Beyond the HHP controversy, Dubert et al’s study also documents 2 additional challenges concerning the prevention and treatment of SCD in Africa. First, the authors provide clear evidence for significant differences between some of the different genotypes of SCD, including SCA, sickle-β0 thalassemia, sickle-β+ thalassemia, and hemoglobin SCD in terms of baseline characteristics and clinical complications. Although this observation is not in itself novel, the size of this study reinforces the potential need for the tailored treatment of different SCD subgroups. Second, this study highlights the need for reliable easy-to-use markers of anemia and hemolysis in LMICs. The etiology of anemia in African patients with SCD may be very different from that in resource-rich countries, potentially including additional factors such as malnutrition (eg, iron deficiency) and infectious diseases (eg, malaria and helminth infestations). Accurately quantifying hemolysis requires direct measurements of the lifespan of red blood cells. Most studies published in relation to the HHP so far, including this one, have used indirect markers such as reticulocyte counts, aspartate aminotransferase, total bilirubin, and lactate dehydrogenase levels. Technological advances similar to those seen in recent years in the development of point-of-care testing devices8 would be a valuable asset to this research agenda going forward.
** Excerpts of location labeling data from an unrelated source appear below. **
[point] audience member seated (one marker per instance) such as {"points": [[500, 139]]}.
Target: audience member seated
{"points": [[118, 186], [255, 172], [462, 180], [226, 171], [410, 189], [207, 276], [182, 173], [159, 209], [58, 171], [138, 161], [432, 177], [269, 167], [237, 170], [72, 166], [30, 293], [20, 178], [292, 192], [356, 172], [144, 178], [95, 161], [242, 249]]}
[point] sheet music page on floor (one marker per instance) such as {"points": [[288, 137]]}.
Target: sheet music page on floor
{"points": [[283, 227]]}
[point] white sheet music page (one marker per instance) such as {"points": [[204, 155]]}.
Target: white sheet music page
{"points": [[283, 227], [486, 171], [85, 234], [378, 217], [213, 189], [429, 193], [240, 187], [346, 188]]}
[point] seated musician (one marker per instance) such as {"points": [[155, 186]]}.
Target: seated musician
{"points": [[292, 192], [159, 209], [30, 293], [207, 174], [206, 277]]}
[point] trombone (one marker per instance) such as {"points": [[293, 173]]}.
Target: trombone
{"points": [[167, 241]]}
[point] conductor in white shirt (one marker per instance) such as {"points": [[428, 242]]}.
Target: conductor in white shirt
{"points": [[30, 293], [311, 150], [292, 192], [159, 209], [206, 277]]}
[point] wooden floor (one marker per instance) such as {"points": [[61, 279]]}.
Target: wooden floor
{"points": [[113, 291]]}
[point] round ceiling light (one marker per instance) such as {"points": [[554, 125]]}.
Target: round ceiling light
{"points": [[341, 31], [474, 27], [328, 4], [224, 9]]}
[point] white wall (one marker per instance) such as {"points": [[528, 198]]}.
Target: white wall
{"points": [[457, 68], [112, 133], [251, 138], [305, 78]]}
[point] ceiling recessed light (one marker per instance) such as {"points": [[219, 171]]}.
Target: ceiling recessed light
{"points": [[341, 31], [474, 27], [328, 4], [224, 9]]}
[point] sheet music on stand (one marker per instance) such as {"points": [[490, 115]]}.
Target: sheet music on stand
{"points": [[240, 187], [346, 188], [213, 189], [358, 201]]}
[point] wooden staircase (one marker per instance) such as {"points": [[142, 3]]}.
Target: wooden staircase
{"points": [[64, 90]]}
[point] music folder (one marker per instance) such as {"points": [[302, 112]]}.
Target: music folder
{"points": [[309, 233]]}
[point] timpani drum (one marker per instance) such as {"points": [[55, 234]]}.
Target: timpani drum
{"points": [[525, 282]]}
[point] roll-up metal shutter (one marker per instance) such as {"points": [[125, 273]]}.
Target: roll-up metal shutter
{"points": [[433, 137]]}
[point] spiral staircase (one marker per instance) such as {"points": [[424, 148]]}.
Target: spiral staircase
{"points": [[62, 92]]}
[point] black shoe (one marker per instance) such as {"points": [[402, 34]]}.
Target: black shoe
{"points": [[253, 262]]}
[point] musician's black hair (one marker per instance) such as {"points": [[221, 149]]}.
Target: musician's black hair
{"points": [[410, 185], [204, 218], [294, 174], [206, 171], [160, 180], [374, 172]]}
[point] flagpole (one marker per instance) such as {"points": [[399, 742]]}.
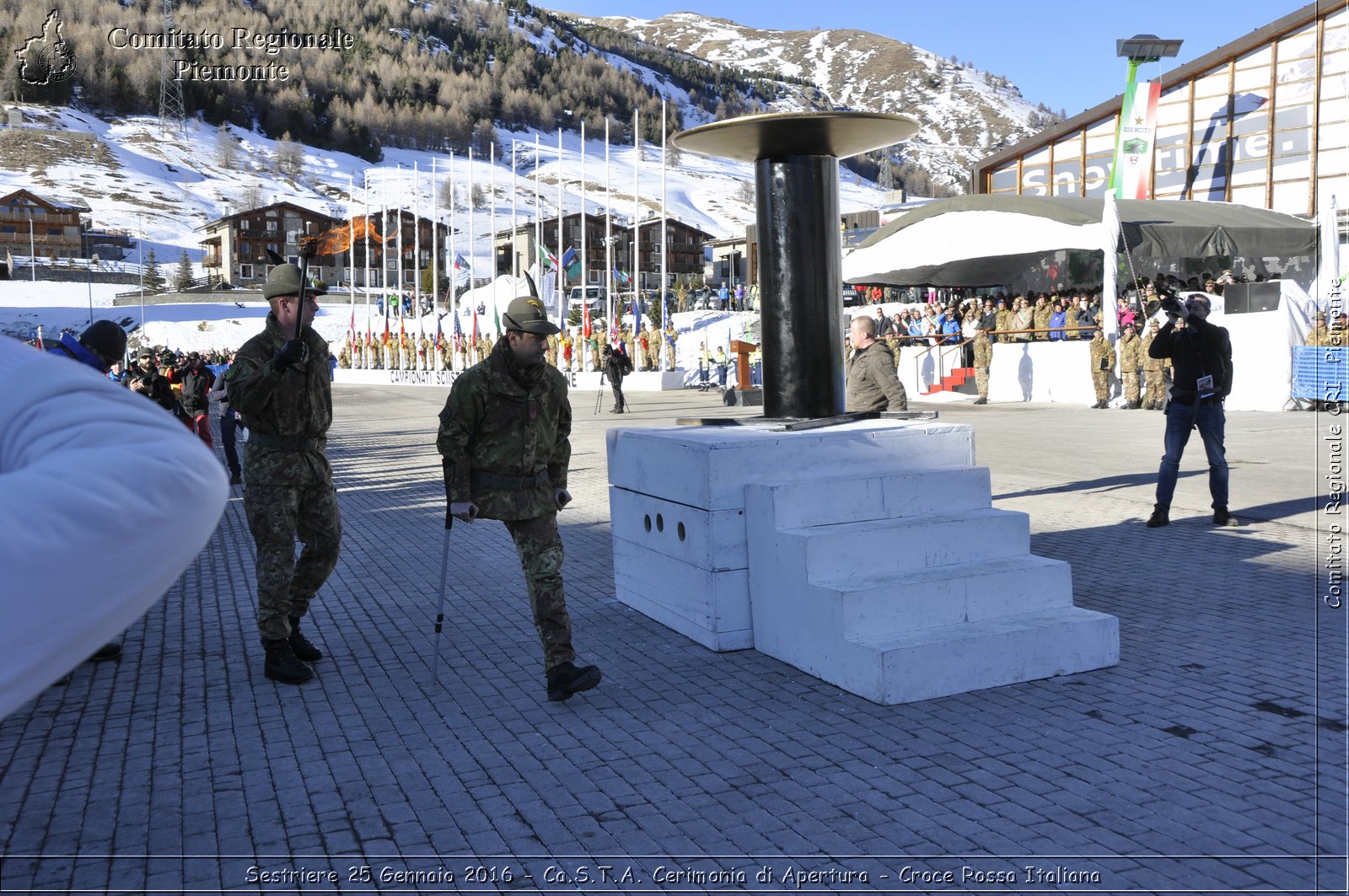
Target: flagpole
{"points": [[366, 260], [422, 330], [557, 271], [351, 265], [609, 233], [665, 246], [583, 212], [472, 244], [514, 235], [400, 269], [435, 262], [539, 236], [492, 216], [637, 212]]}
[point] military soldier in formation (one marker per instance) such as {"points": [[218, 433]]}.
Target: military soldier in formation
{"points": [[1153, 373], [671, 338], [503, 463], [1103, 365], [1004, 321], [280, 385], [148, 381], [1043, 312], [1131, 359], [982, 361], [1319, 335]]}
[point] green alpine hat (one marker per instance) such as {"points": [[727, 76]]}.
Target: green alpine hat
{"points": [[528, 314], [283, 280]]}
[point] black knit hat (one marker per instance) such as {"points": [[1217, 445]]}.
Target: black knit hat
{"points": [[107, 341]]}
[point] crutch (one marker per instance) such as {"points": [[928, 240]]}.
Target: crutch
{"points": [[440, 605]]}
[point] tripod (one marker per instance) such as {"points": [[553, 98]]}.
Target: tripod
{"points": [[599, 393]]}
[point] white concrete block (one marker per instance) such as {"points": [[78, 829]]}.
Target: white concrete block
{"points": [[818, 502], [912, 543], [710, 466], [880, 602], [710, 608], [706, 539], [1004, 651]]}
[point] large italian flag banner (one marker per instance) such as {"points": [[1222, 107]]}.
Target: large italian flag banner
{"points": [[1135, 141]]}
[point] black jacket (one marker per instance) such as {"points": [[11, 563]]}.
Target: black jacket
{"points": [[1201, 348]]}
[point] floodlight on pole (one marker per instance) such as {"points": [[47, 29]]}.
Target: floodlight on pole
{"points": [[1146, 47], [1131, 172]]}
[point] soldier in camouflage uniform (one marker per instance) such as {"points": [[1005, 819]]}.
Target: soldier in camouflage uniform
{"points": [[1131, 359], [281, 388], [1319, 335], [505, 440], [1002, 321], [1103, 365], [982, 361], [1153, 373], [1042, 314]]}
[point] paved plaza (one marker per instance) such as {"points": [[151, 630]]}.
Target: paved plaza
{"points": [[1212, 759]]}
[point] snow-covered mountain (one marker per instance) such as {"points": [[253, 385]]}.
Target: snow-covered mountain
{"points": [[965, 112]]}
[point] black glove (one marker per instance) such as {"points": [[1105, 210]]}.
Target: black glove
{"points": [[449, 476], [1173, 305], [292, 352]]}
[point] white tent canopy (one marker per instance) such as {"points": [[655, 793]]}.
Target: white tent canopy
{"points": [[1035, 242]]}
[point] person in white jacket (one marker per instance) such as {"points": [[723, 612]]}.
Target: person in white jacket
{"points": [[94, 482]]}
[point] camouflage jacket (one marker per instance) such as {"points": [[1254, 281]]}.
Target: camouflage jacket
{"points": [[294, 405], [982, 351], [153, 385], [506, 421], [1103, 351], [872, 384], [1131, 354]]}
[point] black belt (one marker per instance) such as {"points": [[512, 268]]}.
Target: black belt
{"points": [[508, 483], [281, 443], [1187, 399]]}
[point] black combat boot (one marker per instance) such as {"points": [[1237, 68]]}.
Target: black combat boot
{"points": [[111, 651], [1160, 517], [566, 680], [282, 664], [301, 646]]}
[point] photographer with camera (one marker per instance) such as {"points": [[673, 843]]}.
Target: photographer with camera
{"points": [[1201, 355], [617, 366]]}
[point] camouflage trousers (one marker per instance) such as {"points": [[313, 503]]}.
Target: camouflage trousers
{"points": [[1101, 381], [1131, 388], [1155, 392], [540, 548], [277, 516]]}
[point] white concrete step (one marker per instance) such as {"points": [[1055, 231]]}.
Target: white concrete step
{"points": [[942, 660], [880, 494], [877, 602], [910, 543]]}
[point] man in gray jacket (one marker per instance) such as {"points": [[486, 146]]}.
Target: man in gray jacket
{"points": [[872, 379]]}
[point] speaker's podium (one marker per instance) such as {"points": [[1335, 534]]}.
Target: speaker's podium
{"points": [[744, 393]]}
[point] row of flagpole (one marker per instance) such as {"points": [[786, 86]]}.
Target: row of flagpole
{"points": [[462, 269]]}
Assuming that financial and logistical challenges can be overcome, the sheer number of patients affected by SCD in both sub-Saharan Africa and India offers a huge opportunity to further our understanding of the epidemiology and pathophysiology of this important condition. Better data will help us to define the optimum approaches to prevention and management policies in LMICs and reduce the global burden of SCD. Further work of the type described in this article will help us to piece together the pathophysiology of SCD for the benefits of all patients with this condition, wherever they may live.
Conflict-of-interest disclosure: The authors declare no competing financial interests.